VEF Blog

Titre du blog : Mario Bergeron multicolore
Auteur : Mario3
Date de création : 21-12-2014
 
posté le 09-01-2015 à 23:28:04

Le centre-ville de Trois-Rivières en 1942

 

Voici un extrait de mon roman L'Héritage de Jeanne, commercialisé en 2000, mais écrit autour de 1995. Tant d'années plus tard, je demeure fier de ce passage. Secret de sa création : comme il n'existait pas de texte informatif sur la rue des Forges en 1942, j'ai reconstruit  la rue et ses commerces en me servant des pages jaunes d'un bottin téléphonique du temps.

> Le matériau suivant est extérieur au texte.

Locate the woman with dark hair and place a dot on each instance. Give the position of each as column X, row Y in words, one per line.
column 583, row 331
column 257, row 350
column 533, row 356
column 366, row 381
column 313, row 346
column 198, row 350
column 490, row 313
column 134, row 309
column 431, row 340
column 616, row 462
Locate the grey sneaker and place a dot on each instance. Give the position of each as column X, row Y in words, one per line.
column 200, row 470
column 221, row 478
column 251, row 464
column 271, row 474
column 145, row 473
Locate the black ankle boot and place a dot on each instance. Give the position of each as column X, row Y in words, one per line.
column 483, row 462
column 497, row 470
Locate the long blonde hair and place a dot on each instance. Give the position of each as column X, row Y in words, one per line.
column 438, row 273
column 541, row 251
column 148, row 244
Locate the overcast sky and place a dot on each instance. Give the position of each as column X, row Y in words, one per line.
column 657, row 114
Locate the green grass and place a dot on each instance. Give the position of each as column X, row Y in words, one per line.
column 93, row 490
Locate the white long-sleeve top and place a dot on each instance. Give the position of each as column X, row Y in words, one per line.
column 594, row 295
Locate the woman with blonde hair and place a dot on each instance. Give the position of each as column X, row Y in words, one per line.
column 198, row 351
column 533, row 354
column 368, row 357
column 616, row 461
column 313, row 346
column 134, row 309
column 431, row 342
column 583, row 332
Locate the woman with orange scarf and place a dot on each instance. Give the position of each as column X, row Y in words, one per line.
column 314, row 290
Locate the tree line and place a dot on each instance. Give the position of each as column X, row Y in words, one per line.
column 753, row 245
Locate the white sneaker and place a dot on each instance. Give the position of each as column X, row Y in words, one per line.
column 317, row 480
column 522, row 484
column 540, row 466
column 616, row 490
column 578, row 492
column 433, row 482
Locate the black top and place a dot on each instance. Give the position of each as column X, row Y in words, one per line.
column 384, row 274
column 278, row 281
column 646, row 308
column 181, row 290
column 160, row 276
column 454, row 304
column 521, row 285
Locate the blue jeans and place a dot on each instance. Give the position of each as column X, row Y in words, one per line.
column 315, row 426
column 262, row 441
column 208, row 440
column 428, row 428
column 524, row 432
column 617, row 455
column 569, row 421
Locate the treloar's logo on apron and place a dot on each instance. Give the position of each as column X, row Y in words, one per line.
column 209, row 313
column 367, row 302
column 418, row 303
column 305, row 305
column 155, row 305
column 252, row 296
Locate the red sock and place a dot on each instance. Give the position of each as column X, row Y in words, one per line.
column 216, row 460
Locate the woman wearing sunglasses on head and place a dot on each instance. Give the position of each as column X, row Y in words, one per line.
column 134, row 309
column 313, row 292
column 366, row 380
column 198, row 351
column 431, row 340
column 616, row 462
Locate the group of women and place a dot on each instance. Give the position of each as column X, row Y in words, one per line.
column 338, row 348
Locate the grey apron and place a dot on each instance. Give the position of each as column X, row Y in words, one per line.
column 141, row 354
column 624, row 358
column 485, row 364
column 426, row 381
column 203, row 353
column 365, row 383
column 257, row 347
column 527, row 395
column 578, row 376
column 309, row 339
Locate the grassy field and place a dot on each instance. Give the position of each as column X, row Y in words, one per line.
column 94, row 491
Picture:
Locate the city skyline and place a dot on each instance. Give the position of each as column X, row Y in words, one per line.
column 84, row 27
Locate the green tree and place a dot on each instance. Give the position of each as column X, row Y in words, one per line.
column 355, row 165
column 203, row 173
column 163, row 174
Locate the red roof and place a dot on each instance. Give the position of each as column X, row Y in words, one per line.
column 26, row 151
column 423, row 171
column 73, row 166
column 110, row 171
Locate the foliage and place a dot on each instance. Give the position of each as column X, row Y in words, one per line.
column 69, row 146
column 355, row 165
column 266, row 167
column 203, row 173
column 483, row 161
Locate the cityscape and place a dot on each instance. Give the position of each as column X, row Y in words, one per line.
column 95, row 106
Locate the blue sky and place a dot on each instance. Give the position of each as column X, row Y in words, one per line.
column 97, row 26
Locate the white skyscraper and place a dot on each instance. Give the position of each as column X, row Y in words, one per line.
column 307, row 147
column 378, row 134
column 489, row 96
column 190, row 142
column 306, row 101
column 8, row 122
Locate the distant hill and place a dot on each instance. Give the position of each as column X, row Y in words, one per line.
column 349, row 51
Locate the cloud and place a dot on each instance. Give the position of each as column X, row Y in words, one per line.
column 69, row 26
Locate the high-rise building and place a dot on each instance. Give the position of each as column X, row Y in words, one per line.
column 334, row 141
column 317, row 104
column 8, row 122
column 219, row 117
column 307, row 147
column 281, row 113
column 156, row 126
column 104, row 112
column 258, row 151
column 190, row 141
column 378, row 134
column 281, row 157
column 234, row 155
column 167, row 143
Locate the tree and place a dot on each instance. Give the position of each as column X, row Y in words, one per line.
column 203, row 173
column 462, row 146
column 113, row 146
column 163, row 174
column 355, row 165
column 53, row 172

Les lieux que je nomme sont donc véritables et mon personnage Renée les présente dans le bon ordre. Quant au passage comparatif avec un village, il s'agit d'une paraphrase d'une théorie de l'historien René Hardy.

  

 J’aime bien la rue des Forges, en fin d’avant-midi. Comme nous sommes samedi, elle est envahie par des gamins et des fillettes en congé d’école qui viennent flâner ou rêver devant la vitrine de People’s ou face au cow-boy de l’affiche du Rialto. En semaine, à l’heure de l’ouverture, il y a un calme inquiétant, brisé par l’arrivée du premier autobus, transportant un flot de magasineuses avec tout dans la tête et rien dans le sac à main. Elles font comme leurs enfants et rêvent devant la vitrine de Gasco ou de Clark Gable affiché à l’entrée du Capitol. Le soir, alors que les petits se préparent au dodo et que leurs mamans sont retournées au tricot, la rue des Forges devient le rendez-vous de la jeunesse. Les jitterbugs se mêlent aux ouvrières du textile et pas une vitrine n’attire leur attention, bien qu’elles s’attardent irrésistiblement devant l’une des trois salles de cinéma. Leurs rêves nichent ailleurs, habituellement au détour d’un regard vif jeté sous le chapeau d’un beau garçon. La jeunesse se retrouve au café Bouillon, chez Ernest ou chez Child’s, à dépenser quelques sous dans le juke-box ou à boire un Cola, prétexte pour connaître celui ou celle face à soi. Ils parlent de la guerre, d’Hitler, du rationnement, de l’aviation ou de la marine, ne se rendant pas compte qu’ils parlent avant tout d’amour sans se le dire. Que de mots superflus! Des façades pour masquer la gêne première de se dire qu’on se trouve de son goût.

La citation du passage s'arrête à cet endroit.